Memang nggak ada yang spesial dari acara dating-nya dengan Letta hari ini. Sarapan di mal, nonton film, shopping, makan siang, ngemil di J.Co, dan sekarang mereka terjebak di tengah kemacetan Ibukota.

Hari ini terasa berbeda. Letta lebih banyak diam, tak cerewet seperti biasanya. Seperti saat di bioskop tadi, cewek itu bahkan sama sekali tidak protes ketika Aldi membeli tiket film Deadpool, bukan film How to be Single yang sebenarnya sangat ingin ditonton cewek itu dari beberapa hari yang lalu. Letta yang aldi kenal tidak seperti itu. Letta yang Aldi kenal pasti akan langsung mengajak Aldi beradu bacot sampai keinginannya terkabul. Nggak diragukan lagi, Letta pasti lagi ada masalah, pikirnya.

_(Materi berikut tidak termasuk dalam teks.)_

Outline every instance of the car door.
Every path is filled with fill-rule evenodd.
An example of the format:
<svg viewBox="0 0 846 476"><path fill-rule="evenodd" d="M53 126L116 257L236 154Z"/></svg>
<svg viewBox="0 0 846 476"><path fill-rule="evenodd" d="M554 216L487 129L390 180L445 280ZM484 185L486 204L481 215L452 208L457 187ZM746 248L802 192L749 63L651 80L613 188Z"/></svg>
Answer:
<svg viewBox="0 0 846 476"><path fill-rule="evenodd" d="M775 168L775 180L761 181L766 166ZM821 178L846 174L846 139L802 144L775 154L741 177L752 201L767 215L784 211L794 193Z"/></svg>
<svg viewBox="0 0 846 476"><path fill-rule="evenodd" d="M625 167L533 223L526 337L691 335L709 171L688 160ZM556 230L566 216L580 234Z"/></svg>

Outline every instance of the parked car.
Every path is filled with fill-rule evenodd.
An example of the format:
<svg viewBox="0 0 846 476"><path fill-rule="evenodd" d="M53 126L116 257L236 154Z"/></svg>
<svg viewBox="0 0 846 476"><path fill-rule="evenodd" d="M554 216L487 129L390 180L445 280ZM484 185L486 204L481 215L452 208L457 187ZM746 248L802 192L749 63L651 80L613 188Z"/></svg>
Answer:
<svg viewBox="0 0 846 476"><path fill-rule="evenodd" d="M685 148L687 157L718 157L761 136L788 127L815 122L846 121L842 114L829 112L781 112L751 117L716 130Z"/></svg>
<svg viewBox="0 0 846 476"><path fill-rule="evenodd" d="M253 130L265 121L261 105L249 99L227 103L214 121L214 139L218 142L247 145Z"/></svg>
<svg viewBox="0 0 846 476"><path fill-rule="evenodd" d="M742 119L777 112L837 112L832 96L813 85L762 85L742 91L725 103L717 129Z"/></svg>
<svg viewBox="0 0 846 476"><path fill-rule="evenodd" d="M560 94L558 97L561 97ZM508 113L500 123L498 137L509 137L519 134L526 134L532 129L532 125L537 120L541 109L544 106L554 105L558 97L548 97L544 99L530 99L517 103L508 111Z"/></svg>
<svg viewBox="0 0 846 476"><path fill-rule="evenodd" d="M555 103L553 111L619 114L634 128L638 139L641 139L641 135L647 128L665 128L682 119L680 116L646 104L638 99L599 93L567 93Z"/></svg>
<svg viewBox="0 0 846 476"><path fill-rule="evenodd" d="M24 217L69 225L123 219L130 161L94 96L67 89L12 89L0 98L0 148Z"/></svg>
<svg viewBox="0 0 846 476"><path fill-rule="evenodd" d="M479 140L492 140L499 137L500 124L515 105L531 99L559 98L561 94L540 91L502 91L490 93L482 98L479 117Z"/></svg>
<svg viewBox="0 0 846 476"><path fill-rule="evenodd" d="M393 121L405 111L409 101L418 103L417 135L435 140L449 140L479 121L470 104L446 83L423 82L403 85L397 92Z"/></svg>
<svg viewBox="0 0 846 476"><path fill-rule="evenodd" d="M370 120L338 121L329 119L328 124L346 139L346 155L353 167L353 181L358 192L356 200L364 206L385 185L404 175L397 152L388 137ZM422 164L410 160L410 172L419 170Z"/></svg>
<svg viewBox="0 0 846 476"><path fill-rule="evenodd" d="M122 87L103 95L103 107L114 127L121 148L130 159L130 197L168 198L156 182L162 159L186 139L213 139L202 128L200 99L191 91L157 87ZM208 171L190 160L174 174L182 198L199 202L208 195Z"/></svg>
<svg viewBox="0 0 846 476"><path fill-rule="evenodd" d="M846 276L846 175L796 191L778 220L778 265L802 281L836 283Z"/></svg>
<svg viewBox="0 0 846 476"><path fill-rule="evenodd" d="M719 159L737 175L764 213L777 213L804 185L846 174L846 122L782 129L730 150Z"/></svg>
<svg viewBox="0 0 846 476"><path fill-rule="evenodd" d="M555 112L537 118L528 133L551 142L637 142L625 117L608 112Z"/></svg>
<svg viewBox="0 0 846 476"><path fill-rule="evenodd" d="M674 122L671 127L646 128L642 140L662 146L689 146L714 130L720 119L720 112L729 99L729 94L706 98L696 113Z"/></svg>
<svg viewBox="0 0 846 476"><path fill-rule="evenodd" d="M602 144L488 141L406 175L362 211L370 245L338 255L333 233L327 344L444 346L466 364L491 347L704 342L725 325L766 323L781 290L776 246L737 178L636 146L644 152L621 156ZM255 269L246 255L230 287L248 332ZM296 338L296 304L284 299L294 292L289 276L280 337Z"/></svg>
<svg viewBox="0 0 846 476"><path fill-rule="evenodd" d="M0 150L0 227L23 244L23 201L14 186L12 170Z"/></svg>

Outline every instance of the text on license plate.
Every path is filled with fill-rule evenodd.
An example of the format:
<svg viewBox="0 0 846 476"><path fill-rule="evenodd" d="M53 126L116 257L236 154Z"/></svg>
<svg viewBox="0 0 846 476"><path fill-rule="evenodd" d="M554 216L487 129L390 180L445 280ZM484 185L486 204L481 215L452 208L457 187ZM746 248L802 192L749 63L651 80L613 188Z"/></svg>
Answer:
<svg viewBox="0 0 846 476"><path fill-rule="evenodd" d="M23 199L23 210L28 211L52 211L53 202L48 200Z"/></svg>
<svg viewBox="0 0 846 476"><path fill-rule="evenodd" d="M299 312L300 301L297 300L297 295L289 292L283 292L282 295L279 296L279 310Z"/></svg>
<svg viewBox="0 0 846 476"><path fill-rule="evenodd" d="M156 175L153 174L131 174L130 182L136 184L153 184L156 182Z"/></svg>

Aldi berdehem mengambil inisiatif untuk memecah keheningan yang sudah terjadi selama satu jam di dalam mobil itu. Tapi tak berhasil. Letta hanya bergeming dan terus memalingkan pandangannya. Pikiran dan nyawanya seakan tak berada di sana, terpisah dengan tubuh yang sejak tadi statis menatap ke arah luar lewat jendela kaca mobil di sisi kirinya.

"Let, jangan diem aja dong." Akhirnya Aldi membuka suara. Gerah dengan atmosfer buruk di antara mereka.

"Kalau lagi ada masalah cerita. Siapa tahu gue bisa bantu," ujar Aldi selembut mungkin.

"Gue nggak apa-apa kok," kata Letta. Suaranya sedikit serak karena terlalu lama terdiam.

Hah? Nggak apa-apa gimana? Ini sudah yang kesekian kalinya Letta bilang dia 'nggak apa-apa' dan Aldi jelas bukan tipe orang bodoh yang langsung percaya begitu saja dengan apa yang baru saja dikatakan cewek itu. Tampak jelas kalau 'nggak apa-apa' bukan suatu kalimat yang cocok untuk menggambarkan keadaan Letta sekarang ini.

Gemas. Aldi mengacak-ngacak rambutnya sendiri. "Astaga! Nggak apa-apa gimana? Jelas-jelas lo dari tadi diem aja kayak orang lagi nahan boker. Gue nggak beg—"

"Gue capek! Please, Di. Nggak usah dibahas lagi," potong Letta dengan nada tegas. Absolut. Nggak bisa dibantah. Gadis itu lalu memejamkan mata, mencoba tertidur seolah menghindari pembicaraan mereka.

Aldi menghela napas. "Ya udah. Mungkin lo lagi PMS," katanya seraya kembali fokus pada jalanan di depannya.

Dalam gelap, Letta terus berusaha mengusir pikiran aneh yang sejak tadi menyugesti dirinya agar bersikap angkuh ke Aldi. Serius! Ini bukan mau Letta. Ini keinginan egonya yang ternyata lebih kuat dibanding dirinya sendiri. Tadinya, Letta ingin bersikap biasa saja, tapi setiap kali menatap cowok itu, amarahnya langsung naik. Dadanya kembali sesak seperti kemarin. Dan itu bukanlah perasaan yang nyaman. Jika boleh memilih, seperti kata Raka, Letta ingin melupakan semuanya, semua yang ia dengar kemarin.

***

Letta duduk di pinggiran lapangan menunggu giliran untuk pengambilan nilai olahraga saat tiba-tiba Raka datang menghampirinya. Rasanya biasa saja ketika Letta membalas lambaian Raka dari jauh. Tidak ada yang spesial. Seperti seorang teman yang saling berbalas sapa. Tapi kesan perteman itu dinilai berbeda oleh orang-orang di sekitar mereka.

"Gimana?" tanya cowok itu begitu menempatkan bokong di sebelahnya. Matanya tersenyum saat menatap Letta.

Letta menunjuk ke arah lapangan dengan ujung dagu. "Tuh!

Belum giliran gue."

Raka tertawa. "Bukan itu. Maksud gue, gimana sama Aldi?" "Oh, itu... Parah," kata Letta tak bergairah.